I am convinced that Amodei's "morality" is purely performative, and cynically employed as a marketing tactic. Time will tell, but most people will forget his lies.

How should he have acted instead?

  • Yeah.

    “Dario is saying the right thing and doing the right thing and not ever acting otherwise, but I think it’s just performative so I’m still disappointed in him.”

  • We don't know how the military intended to use Claude, and neither do we know nor does the military know whether Claude without RLHF-imposed safety would have been more useful to them.

    Ergo, this is a very convenient PR opportunity. The public assumes the worst, and this is egged on by Anthropic with the implication that CLAUDE is being used in autonomous weapons, which I find almost amusing.

    He can now say goodbye to $200 million, and make up for it in positive publicity. Also, people will leave thinking that Claude is the best model, AND Anthropic are the heroes that staved off superintelligent killer robots for a while.

    Even setting this aside, Dario is the silly guy who's "not sure whether Claude is sentient or not", who keeps using the UBI narrative to promote his product with the silent implication that LLMs actually ARE a path to AGI... Look, if you believe that, then that is where we differ, and I suppose that then the notion that Amodei is a moral man is comprehensible.

    Oh, also the stealing. All the stealing. But he is not alone there by any means.

    edit: to actually answer your question, this act in itself is not what prompted me to say that he is an immoral man. Your comment did.

    • > to promote his product with the silent implication that LLMs actually ARE a path to AGI

      That isn't implied.

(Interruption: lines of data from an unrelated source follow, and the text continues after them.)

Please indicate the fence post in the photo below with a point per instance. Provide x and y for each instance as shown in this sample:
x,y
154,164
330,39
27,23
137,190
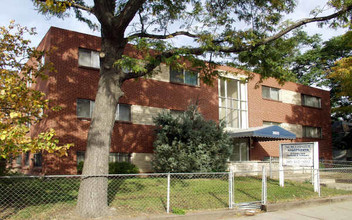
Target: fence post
x,y
168,194
264,186
230,189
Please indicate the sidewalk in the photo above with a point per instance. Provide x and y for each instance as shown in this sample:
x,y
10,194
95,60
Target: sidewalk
x,y
336,211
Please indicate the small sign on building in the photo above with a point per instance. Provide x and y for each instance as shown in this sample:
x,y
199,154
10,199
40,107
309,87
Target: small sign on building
x,y
304,154
297,154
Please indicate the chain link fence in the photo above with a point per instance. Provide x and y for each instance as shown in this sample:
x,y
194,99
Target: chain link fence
x,y
48,197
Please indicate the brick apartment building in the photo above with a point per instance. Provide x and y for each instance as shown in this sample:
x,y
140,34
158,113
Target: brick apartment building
x,y
301,110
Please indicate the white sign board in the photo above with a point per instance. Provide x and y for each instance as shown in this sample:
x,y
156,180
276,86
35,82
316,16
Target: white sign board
x,y
297,154
300,154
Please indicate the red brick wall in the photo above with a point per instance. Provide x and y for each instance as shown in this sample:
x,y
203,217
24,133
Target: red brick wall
x,y
269,110
71,82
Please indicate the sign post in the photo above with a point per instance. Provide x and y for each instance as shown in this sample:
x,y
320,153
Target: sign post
x,y
304,154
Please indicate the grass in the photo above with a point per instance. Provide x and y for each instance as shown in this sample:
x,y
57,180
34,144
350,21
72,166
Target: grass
x,y
45,198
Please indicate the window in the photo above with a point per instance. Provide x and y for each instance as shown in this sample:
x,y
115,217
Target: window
x,y
123,112
311,132
19,160
119,157
311,101
80,156
85,110
270,123
270,93
240,150
233,103
38,159
183,76
26,159
176,113
88,58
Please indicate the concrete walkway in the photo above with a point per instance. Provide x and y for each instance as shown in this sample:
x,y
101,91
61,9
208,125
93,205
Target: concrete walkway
x,y
336,211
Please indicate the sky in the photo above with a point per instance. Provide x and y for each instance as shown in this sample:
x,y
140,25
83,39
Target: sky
x,y
24,13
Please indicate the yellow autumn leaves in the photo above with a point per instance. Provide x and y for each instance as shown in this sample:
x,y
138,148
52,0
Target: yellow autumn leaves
x,y
20,105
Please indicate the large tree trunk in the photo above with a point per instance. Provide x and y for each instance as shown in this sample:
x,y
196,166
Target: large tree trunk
x,y
92,197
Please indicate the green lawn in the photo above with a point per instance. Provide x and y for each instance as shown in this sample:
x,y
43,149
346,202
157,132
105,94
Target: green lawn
x,y
45,198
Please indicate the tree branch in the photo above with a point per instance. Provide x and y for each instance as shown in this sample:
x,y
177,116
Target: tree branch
x,y
73,5
121,21
163,37
237,49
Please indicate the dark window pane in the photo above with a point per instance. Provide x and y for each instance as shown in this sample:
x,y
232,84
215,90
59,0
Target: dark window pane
x,y
266,92
19,159
84,57
123,112
176,75
83,108
191,78
38,160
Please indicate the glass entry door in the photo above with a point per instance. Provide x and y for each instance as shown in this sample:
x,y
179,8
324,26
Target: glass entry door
x,y
240,150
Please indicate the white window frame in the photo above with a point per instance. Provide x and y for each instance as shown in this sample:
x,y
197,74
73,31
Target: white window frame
x,y
271,89
91,107
304,98
242,106
93,54
184,72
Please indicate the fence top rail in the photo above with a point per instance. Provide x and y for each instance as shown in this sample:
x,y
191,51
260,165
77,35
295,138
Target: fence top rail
x,y
110,175
166,174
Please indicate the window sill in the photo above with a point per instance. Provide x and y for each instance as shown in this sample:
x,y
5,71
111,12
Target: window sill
x,y
116,121
184,84
88,67
272,100
307,106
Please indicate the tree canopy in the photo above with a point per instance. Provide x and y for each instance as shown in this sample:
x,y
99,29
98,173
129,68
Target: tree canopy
x,y
21,105
215,30
248,32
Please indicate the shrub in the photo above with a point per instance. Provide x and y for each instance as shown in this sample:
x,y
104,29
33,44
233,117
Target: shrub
x,y
122,168
189,143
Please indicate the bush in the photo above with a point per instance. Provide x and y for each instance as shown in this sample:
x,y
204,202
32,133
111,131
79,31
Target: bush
x,y
122,168
189,143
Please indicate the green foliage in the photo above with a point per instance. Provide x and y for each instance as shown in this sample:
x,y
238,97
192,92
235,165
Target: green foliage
x,y
122,168
189,143
115,168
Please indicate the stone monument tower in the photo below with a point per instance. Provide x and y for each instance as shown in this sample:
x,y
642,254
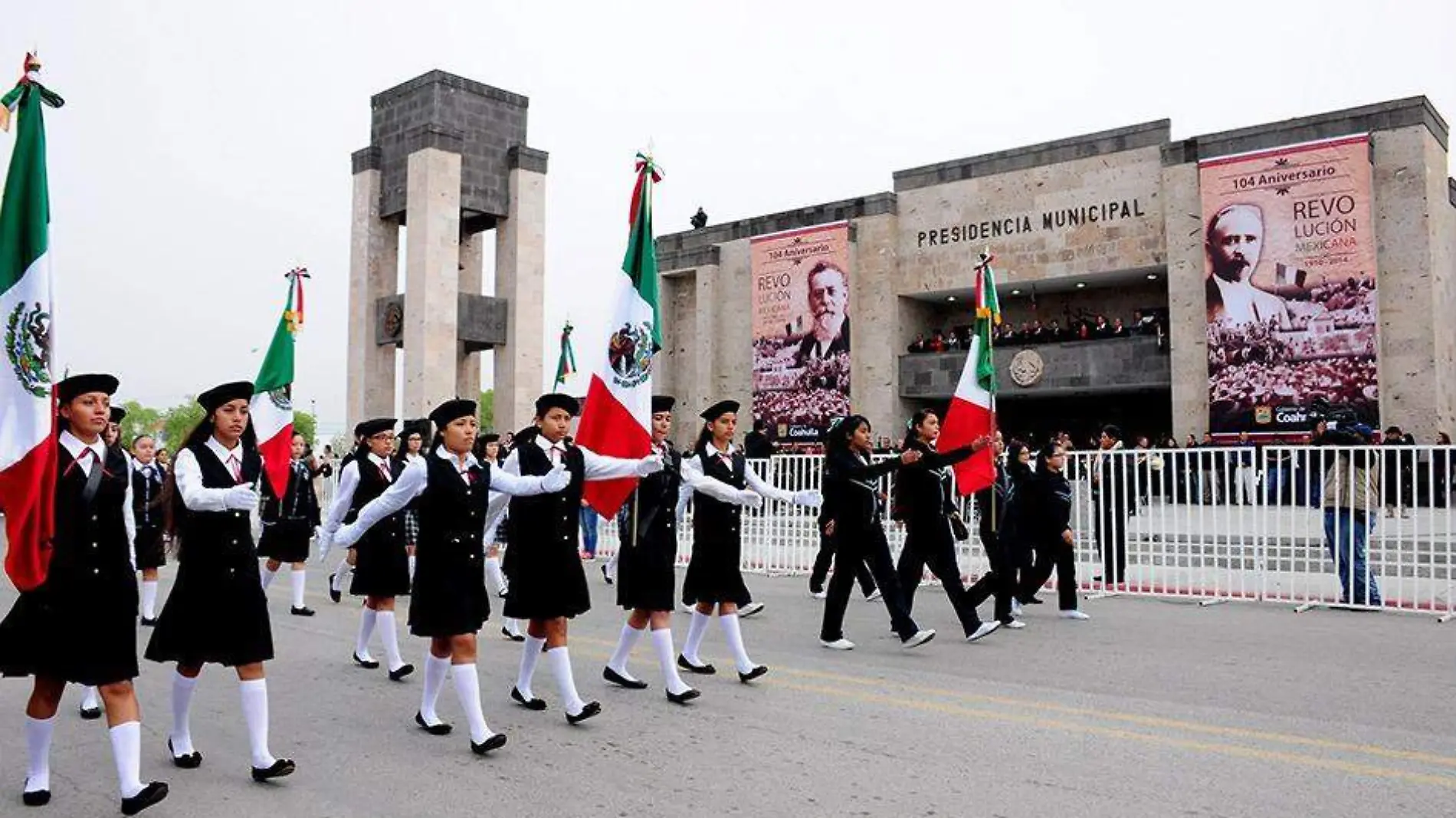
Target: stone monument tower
x,y
448,162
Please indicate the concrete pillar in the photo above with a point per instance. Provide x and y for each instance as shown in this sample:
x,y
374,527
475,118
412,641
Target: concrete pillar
x,y
1187,301
373,274
431,277
472,264
520,278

The thought process is a) if we invent AGI through some other method, we should still treat LLMs nicely because it's a credible commitment we'll treat the AGI well and b) having evidence in the pretraining data and on the internet that we treat LLMs well makes it easier to align new ones when training them.

      Anyway, your argument seems to be that it's unfair that he has the opportunity to do something moral in public because it makes him look moral?

    • His actions seem pretty consistent with a belief that AI will be significant and societally-changing in the future. You can disagree with that belief but it's different to him being a liar.

      The $200m is not the risk here. They threatened labelling Anthropic as a supply chain risk, which would be genuinely damaging.

      > The DoW is the largest employer in America, and a staggering number of companies have random subsidiaries that do work for it.

      > All of those companies would now have faced this compliance nightmare. [to not use Anthropic in any of their business or suppliers]

      ... which would impact Anthropic's primary customer base (businesses). Even for those not directly affected, it adds uncertainty in the brand.

It’s possible Dario is a bad person pretending to be good and Sundar is a good person only pretending to be bad. People argue whether true selflessness exists at all or whether it’s all a charade.

But if the “performance” involves doing good things, at the end of the day that’s good enough for me.

Standing up to the US government has real and serious sequence. Peter Hegseth threatened to make Anthropic supply chain risk, meaning not only is Anthropic likely dropped as Pentagon’s supplier, but also risk losing companies doing business with the military as customers, such as Boeing or Lockheed Martin. Whatever tactic you think he is doing, that’s potentially massive revenue lost, at the time they need any business they can get.

  • Amazon does business with the DOD/W. That’s a pretty dangerous game of brinkmanship Anthropic is playing.